Risk and Blame
- Author: Mary Douglas
- Original title: Risk and Blame: Essays in Cultural Theory
- Subject: Cultural anthropology, Cultural theory of risk
- Publisher: Routledge
- Publication date: 1992
- ISBN: 0-415-06280-2
- Preceded by: How Institutions Think
- Followed by: In the Wilderness

= Risk and Blame =

Book by Mary Douglas

Risk and Blame: Essays in Cultural Theory (first published 1992) is a collection of essays by the influential British cultural anthropologist Mary Douglas.

== Contents ==
The collection contains sixteen lectures and essays, grouped in three parts: "Risk and blame" (six pieces) on the cultural theory of risk; "Wants and institutions" (five pieces) applying cultural theory to issues other than risk; and "Believing and thinking" (five pieces) on the cultural determinants of individual production of and response to ideas.

The final piece in the volume, "The Hotel Kwilu: A Model of Models", recounts a return to Lele territory four decades after first undertaking fieldwork there.

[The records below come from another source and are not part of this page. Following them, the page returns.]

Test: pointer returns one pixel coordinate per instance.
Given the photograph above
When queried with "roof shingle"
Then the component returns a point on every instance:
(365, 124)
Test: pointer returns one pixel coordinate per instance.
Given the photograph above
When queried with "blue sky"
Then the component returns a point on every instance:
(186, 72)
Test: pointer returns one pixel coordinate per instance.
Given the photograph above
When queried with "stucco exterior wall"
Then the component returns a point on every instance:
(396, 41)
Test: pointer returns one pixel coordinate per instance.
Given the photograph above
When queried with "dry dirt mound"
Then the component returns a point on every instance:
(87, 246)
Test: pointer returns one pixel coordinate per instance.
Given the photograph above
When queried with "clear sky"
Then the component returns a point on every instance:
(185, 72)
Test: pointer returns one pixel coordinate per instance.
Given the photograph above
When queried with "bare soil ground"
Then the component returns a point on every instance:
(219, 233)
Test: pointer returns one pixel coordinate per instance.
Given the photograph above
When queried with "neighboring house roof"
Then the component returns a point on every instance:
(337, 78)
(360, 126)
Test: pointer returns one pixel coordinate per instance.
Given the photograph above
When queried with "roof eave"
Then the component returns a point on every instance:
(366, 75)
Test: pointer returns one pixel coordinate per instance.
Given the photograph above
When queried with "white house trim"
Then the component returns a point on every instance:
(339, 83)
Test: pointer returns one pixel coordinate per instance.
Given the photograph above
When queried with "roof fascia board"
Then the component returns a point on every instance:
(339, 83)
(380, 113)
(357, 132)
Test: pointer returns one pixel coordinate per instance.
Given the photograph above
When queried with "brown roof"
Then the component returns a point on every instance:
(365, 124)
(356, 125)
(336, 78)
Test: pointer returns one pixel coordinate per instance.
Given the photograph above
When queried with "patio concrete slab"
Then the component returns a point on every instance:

It was originally delivered in 1988 as the Distinguished Lecture at the 87th annual meeting of the American Anthropological Association.

== Editions ==
After hardback publication in 1992, the collection was brought out in paperback in 1994, and reissued in 1996. In 2003 it was published as volume 12 in Mary Douglas: Collected Works (ISBN 0415291151)

== Reviews ==
- Zygmunt Bauman in British Journal of Sociology, 45:1 (1994), pp. 143–144.
- Robert Paine in Current Anthropology, 37:4 (1996), pp. 721–722.
- T. O. Beidelman in American Anthropologist, New Series, 95:4 (1993), pp. 1065–1066.
- Elaine Draper in Contemporary Sociology, 22:5 (1993), pp. 641–644.

== Sources ==

- Richard Fardon, Mary Douglas: An Intellectual Biography (London: Routledge, 1999).